Perhaps easier (given you are only looking for the radius, but not for the equation of the intersection circle), do not try to find the actual equation of the intersection circle (which might be tedious) but replace the sphere with one through the origin, and replace the plane with a horizontal plane (i.e. perpendicular to the $z$ axis). As long as the sphere has the same radius, and the center of the intersecting circle is the same distance from the center of the sphere, then the radius of the intersection circle would be the same.

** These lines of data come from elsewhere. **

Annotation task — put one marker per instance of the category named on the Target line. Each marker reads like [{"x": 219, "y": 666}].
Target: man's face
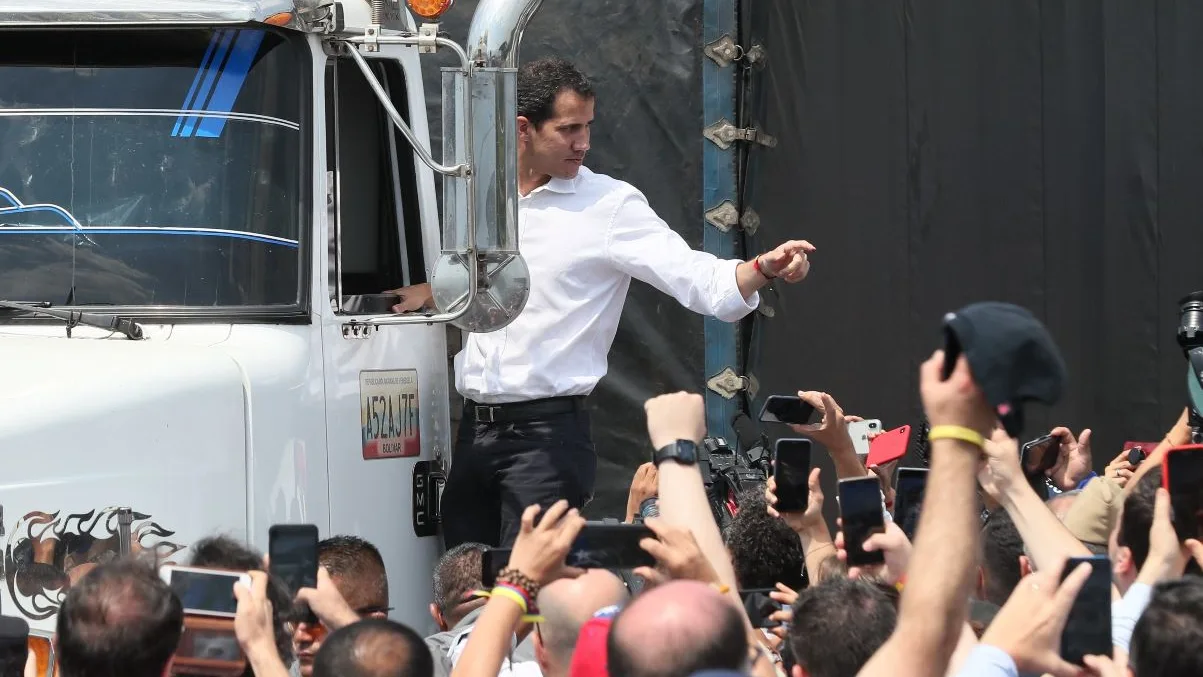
[
  {"x": 307, "y": 639},
  {"x": 557, "y": 147}
]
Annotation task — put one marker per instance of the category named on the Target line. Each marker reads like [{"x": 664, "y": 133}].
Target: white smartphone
[
  {"x": 859, "y": 432},
  {"x": 205, "y": 592}
]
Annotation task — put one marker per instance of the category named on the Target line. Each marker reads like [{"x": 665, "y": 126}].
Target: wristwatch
[{"x": 682, "y": 451}]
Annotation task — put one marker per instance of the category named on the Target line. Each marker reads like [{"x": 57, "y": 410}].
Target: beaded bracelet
[{"x": 520, "y": 580}]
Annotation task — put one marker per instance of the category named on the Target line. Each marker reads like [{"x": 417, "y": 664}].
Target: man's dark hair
[
  {"x": 1167, "y": 637},
  {"x": 375, "y": 647},
  {"x": 1001, "y": 550},
  {"x": 764, "y": 550},
  {"x": 839, "y": 624},
  {"x": 456, "y": 574},
  {"x": 539, "y": 84},
  {"x": 13, "y": 646},
  {"x": 1137, "y": 517},
  {"x": 724, "y": 649},
  {"x": 356, "y": 560},
  {"x": 119, "y": 621},
  {"x": 224, "y": 552}
]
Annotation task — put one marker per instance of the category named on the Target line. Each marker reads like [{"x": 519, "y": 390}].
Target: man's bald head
[
  {"x": 567, "y": 604},
  {"x": 373, "y": 648},
  {"x": 357, "y": 571},
  {"x": 675, "y": 630}
]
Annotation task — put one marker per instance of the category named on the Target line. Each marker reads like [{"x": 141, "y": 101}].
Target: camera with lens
[{"x": 1190, "y": 338}]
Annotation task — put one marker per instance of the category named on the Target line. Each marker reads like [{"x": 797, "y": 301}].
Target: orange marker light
[
  {"x": 41, "y": 649},
  {"x": 430, "y": 10}
]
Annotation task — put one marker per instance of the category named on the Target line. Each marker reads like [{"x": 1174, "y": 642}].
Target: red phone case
[
  {"x": 1165, "y": 464},
  {"x": 888, "y": 446}
]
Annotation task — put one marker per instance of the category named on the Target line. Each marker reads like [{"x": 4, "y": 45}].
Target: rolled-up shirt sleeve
[{"x": 643, "y": 245}]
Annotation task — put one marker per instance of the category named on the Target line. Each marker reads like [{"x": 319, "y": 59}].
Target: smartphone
[
  {"x": 952, "y": 348},
  {"x": 1088, "y": 631},
  {"x": 860, "y": 509},
  {"x": 759, "y": 606},
  {"x": 1039, "y": 455},
  {"x": 859, "y": 432},
  {"x": 605, "y": 545},
  {"x": 889, "y": 446},
  {"x": 786, "y": 409},
  {"x": 492, "y": 560},
  {"x": 792, "y": 469},
  {"x": 1181, "y": 474},
  {"x": 205, "y": 592},
  {"x": 292, "y": 550},
  {"x": 908, "y": 490}
]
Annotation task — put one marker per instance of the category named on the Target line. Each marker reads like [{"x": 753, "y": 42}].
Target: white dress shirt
[{"x": 582, "y": 241}]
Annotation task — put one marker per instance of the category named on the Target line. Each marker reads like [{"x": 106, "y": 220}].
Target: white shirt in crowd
[{"x": 582, "y": 241}]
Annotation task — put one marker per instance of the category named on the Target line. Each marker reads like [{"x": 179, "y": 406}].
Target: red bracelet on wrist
[{"x": 759, "y": 268}]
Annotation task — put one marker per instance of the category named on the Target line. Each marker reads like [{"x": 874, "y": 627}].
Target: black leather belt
[{"x": 522, "y": 410}]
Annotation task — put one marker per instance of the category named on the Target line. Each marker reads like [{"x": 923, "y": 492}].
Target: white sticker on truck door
[{"x": 389, "y": 414}]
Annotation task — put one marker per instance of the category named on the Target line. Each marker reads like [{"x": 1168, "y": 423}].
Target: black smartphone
[
  {"x": 492, "y": 560},
  {"x": 605, "y": 545},
  {"x": 292, "y": 550},
  {"x": 1039, "y": 455},
  {"x": 1088, "y": 631},
  {"x": 786, "y": 409},
  {"x": 759, "y": 606},
  {"x": 13, "y": 641},
  {"x": 860, "y": 509},
  {"x": 908, "y": 490},
  {"x": 790, "y": 469},
  {"x": 1183, "y": 476},
  {"x": 952, "y": 348}
]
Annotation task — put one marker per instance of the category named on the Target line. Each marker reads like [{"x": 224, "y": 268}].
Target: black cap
[{"x": 1012, "y": 357}]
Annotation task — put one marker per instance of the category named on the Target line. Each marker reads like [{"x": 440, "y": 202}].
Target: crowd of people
[{"x": 970, "y": 597}]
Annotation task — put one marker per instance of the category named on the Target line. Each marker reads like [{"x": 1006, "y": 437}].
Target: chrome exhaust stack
[{"x": 480, "y": 281}]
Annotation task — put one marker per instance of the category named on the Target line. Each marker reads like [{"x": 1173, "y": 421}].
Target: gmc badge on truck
[{"x": 428, "y": 482}]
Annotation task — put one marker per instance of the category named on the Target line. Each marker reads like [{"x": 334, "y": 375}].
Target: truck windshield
[{"x": 152, "y": 167}]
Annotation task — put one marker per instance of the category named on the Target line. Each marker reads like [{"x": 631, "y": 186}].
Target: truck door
[{"x": 386, "y": 387}]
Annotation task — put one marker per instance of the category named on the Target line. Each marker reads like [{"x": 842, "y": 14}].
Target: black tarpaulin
[
  {"x": 644, "y": 59},
  {"x": 943, "y": 152}
]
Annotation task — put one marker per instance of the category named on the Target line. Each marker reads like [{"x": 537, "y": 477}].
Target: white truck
[{"x": 201, "y": 202}]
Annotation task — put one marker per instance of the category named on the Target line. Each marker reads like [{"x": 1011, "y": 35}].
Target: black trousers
[{"x": 498, "y": 469}]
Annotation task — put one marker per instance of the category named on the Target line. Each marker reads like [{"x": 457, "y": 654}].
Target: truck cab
[{"x": 202, "y": 205}]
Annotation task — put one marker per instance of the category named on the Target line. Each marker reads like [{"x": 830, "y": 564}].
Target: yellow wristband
[
  {"x": 510, "y": 595},
  {"x": 956, "y": 433}
]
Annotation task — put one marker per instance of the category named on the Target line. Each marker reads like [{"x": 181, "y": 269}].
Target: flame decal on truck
[{"x": 46, "y": 553}]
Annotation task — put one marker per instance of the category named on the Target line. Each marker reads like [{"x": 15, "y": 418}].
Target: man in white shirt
[{"x": 525, "y": 437}]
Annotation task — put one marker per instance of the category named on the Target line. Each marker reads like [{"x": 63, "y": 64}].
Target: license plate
[{"x": 389, "y": 414}]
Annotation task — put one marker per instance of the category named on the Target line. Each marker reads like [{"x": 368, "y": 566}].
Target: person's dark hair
[
  {"x": 224, "y": 552},
  {"x": 375, "y": 647},
  {"x": 764, "y": 550},
  {"x": 839, "y": 624},
  {"x": 1137, "y": 517},
  {"x": 355, "y": 559},
  {"x": 456, "y": 574},
  {"x": 1001, "y": 550},
  {"x": 724, "y": 649},
  {"x": 13, "y": 654},
  {"x": 1167, "y": 637},
  {"x": 540, "y": 82},
  {"x": 119, "y": 621}
]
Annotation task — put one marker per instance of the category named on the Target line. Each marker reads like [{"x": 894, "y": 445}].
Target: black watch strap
[{"x": 681, "y": 451}]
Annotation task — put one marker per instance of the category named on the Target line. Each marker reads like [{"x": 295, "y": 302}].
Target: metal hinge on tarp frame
[
  {"x": 724, "y": 134},
  {"x": 727, "y": 215},
  {"x": 726, "y": 51},
  {"x": 728, "y": 384}
]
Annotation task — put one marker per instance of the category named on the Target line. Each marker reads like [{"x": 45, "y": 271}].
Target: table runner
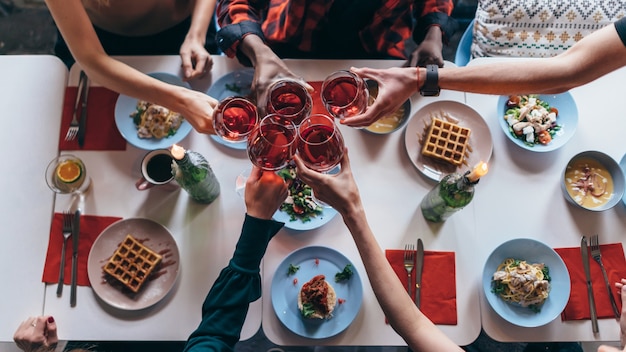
[
  {"x": 101, "y": 132},
  {"x": 438, "y": 293},
  {"x": 577, "y": 307},
  {"x": 90, "y": 228}
]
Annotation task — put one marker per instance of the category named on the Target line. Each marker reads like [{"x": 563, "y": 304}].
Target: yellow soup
[{"x": 588, "y": 183}]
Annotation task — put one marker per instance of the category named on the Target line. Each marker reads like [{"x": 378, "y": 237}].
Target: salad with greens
[{"x": 299, "y": 204}]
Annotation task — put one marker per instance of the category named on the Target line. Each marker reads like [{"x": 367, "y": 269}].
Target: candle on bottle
[{"x": 477, "y": 172}]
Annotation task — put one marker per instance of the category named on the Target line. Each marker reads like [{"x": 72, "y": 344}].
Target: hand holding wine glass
[
  {"x": 271, "y": 144},
  {"x": 320, "y": 143},
  {"x": 289, "y": 99},
  {"x": 234, "y": 119},
  {"x": 344, "y": 94}
]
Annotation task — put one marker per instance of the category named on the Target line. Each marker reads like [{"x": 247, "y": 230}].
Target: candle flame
[{"x": 177, "y": 151}]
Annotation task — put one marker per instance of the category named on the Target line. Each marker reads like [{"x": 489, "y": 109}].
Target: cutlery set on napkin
[
  {"x": 84, "y": 231},
  {"x": 434, "y": 279},
  {"x": 593, "y": 294},
  {"x": 96, "y": 104}
]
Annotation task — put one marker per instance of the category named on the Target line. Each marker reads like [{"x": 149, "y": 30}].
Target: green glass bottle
[
  {"x": 452, "y": 194},
  {"x": 194, "y": 174}
]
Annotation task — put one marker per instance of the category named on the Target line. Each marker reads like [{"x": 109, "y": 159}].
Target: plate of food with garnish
[
  {"x": 300, "y": 211},
  {"x": 150, "y": 126},
  {"x": 447, "y": 136},
  {"x": 538, "y": 122},
  {"x": 316, "y": 292},
  {"x": 526, "y": 282}
]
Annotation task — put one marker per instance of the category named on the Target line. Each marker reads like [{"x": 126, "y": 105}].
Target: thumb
[{"x": 51, "y": 328}]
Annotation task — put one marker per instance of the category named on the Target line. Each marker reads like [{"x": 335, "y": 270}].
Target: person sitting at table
[
  {"x": 597, "y": 54},
  {"x": 91, "y": 30},
  {"x": 341, "y": 192},
  {"x": 260, "y": 33},
  {"x": 226, "y": 305}
]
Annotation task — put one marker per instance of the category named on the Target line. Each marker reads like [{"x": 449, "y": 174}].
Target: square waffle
[
  {"x": 446, "y": 141},
  {"x": 132, "y": 263}
]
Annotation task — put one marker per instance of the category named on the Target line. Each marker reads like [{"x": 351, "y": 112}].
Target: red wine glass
[
  {"x": 289, "y": 99},
  {"x": 344, "y": 94},
  {"x": 271, "y": 144},
  {"x": 234, "y": 119},
  {"x": 320, "y": 143}
]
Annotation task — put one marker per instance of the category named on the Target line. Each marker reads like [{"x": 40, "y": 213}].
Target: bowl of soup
[
  {"x": 593, "y": 181},
  {"x": 391, "y": 122}
]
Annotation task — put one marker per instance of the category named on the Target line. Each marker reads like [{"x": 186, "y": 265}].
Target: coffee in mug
[{"x": 156, "y": 169}]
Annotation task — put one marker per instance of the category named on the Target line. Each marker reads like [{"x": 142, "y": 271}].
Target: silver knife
[
  {"x": 83, "y": 85},
  {"x": 419, "y": 265},
  {"x": 75, "y": 232},
  {"x": 592, "y": 302}
]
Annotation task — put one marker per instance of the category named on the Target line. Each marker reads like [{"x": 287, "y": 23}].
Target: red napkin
[
  {"x": 318, "y": 105},
  {"x": 101, "y": 132},
  {"x": 577, "y": 307},
  {"x": 438, "y": 293},
  {"x": 90, "y": 228}
]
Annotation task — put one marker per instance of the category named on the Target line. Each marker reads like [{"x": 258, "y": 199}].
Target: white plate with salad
[
  {"x": 529, "y": 113},
  {"x": 300, "y": 211}
]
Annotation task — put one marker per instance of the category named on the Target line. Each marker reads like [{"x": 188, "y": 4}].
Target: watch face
[{"x": 431, "y": 85}]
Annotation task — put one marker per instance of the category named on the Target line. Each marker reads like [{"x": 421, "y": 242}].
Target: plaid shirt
[{"x": 299, "y": 24}]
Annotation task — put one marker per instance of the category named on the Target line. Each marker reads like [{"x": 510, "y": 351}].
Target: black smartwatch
[{"x": 431, "y": 84}]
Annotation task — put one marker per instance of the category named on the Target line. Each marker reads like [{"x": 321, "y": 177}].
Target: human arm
[
  {"x": 196, "y": 60},
  {"x": 241, "y": 36},
  {"x": 37, "y": 334},
  {"x": 341, "y": 192},
  {"x": 434, "y": 27},
  {"x": 226, "y": 306},
  {"x": 77, "y": 30},
  {"x": 594, "y": 56}
]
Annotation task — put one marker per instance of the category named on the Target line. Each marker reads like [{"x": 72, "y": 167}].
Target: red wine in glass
[
  {"x": 344, "y": 94},
  {"x": 320, "y": 143},
  {"x": 234, "y": 119},
  {"x": 289, "y": 99},
  {"x": 271, "y": 145}
]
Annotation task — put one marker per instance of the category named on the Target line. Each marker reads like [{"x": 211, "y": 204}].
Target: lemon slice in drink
[{"x": 69, "y": 171}]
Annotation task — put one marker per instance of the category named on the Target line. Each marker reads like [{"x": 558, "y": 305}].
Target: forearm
[
  {"x": 415, "y": 328},
  {"x": 200, "y": 20}
]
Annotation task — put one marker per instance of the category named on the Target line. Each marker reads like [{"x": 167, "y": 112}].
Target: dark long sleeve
[{"x": 226, "y": 306}]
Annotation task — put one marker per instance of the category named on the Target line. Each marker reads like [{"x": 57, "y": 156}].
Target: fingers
[{"x": 51, "y": 327}]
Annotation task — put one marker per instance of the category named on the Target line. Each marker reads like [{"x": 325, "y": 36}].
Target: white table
[
  {"x": 206, "y": 235},
  {"x": 31, "y": 96},
  {"x": 527, "y": 184}
]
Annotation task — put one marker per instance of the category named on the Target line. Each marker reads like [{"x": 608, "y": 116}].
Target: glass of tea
[
  {"x": 234, "y": 119},
  {"x": 289, "y": 99},
  {"x": 320, "y": 143},
  {"x": 344, "y": 94},
  {"x": 272, "y": 142},
  {"x": 67, "y": 174}
]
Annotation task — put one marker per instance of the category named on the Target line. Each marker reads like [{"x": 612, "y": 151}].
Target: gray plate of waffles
[
  {"x": 458, "y": 140},
  {"x": 152, "y": 239}
]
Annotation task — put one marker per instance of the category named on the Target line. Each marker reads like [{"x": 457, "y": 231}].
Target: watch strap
[{"x": 431, "y": 83}]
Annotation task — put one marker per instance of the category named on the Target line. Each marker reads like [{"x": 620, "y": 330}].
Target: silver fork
[
  {"x": 67, "y": 232},
  {"x": 597, "y": 256},
  {"x": 409, "y": 263},
  {"x": 73, "y": 130}
]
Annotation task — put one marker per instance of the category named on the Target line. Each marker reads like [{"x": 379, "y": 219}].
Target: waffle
[
  {"x": 446, "y": 141},
  {"x": 132, "y": 263}
]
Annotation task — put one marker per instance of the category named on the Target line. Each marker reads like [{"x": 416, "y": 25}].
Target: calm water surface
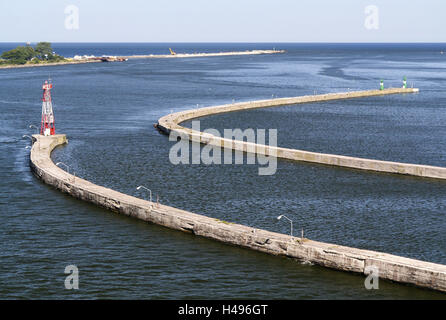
[{"x": 107, "y": 112}]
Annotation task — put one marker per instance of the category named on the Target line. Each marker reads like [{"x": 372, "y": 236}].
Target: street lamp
[
  {"x": 283, "y": 216},
  {"x": 66, "y": 166},
  {"x": 150, "y": 191}
]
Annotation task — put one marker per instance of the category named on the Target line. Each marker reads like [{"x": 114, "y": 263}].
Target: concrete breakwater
[
  {"x": 149, "y": 56},
  {"x": 172, "y": 122},
  {"x": 391, "y": 267},
  {"x": 204, "y": 54}
]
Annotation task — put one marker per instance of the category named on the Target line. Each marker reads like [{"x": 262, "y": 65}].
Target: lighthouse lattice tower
[{"x": 47, "y": 127}]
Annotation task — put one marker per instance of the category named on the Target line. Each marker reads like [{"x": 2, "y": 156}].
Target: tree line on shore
[{"x": 41, "y": 53}]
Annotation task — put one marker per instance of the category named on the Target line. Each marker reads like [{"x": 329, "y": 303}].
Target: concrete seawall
[
  {"x": 391, "y": 267},
  {"x": 172, "y": 122}
]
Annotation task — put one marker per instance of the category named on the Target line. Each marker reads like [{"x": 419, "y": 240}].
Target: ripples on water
[{"x": 107, "y": 111}]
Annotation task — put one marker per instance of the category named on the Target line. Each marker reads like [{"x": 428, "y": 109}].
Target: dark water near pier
[{"x": 107, "y": 111}]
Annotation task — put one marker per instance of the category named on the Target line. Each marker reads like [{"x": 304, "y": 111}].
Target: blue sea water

Note that the distance of the two centers in question is $\sqrt{\left(\dfrac12\right)^2+1^2+\left(\dfrac12\right)^2}=\sqrt{\dfrac32}$. Consider the new sphere $x^2+y^2+z^2=\dfrac52$ and new plane $z=\sqrt{\dfrac32}$. Substituting $z$ from the equation of the (new) plane into the (new) sphere gives you the equation $x^2+y^2=1$, which radius is, of course, $1$.

Answer 2

As one answer already pointed out, first complete the squares to simplify the equation of the sphere: $$(x-0.5)^2+y^2+(z+0.5)^2=2.5$$

So the centre of the sphere is at $(0.5,0,-0.5)$ and its radius is $R=\sqrt{\dfrac 52}$

Now say the distance of the plane from the centre of sphere is $d$. Simply applying the necessary formula we get $d=\sqrt{\dfrac 32}$

Now just draw a diagram of the situation and you'll find that the radius of the circle of intersection $r$ is simply $$r=\sqrt{R^2-d^2}=1$$

Answer 3

$x+2y-4=z$ and $x^2+y^2-x=-(z^2+z-2)$ $$x^2+y^2-x=(z+2)(1-z)$$ Substituting, $$x^2+y^2-x=(x+2y-2)(1-(x+2y-4))$$ $$x^2+y^2-x=-(x+2y-2)(x+2y-5)$$ And this way you get an equation in $x(s)$ and $y$(s).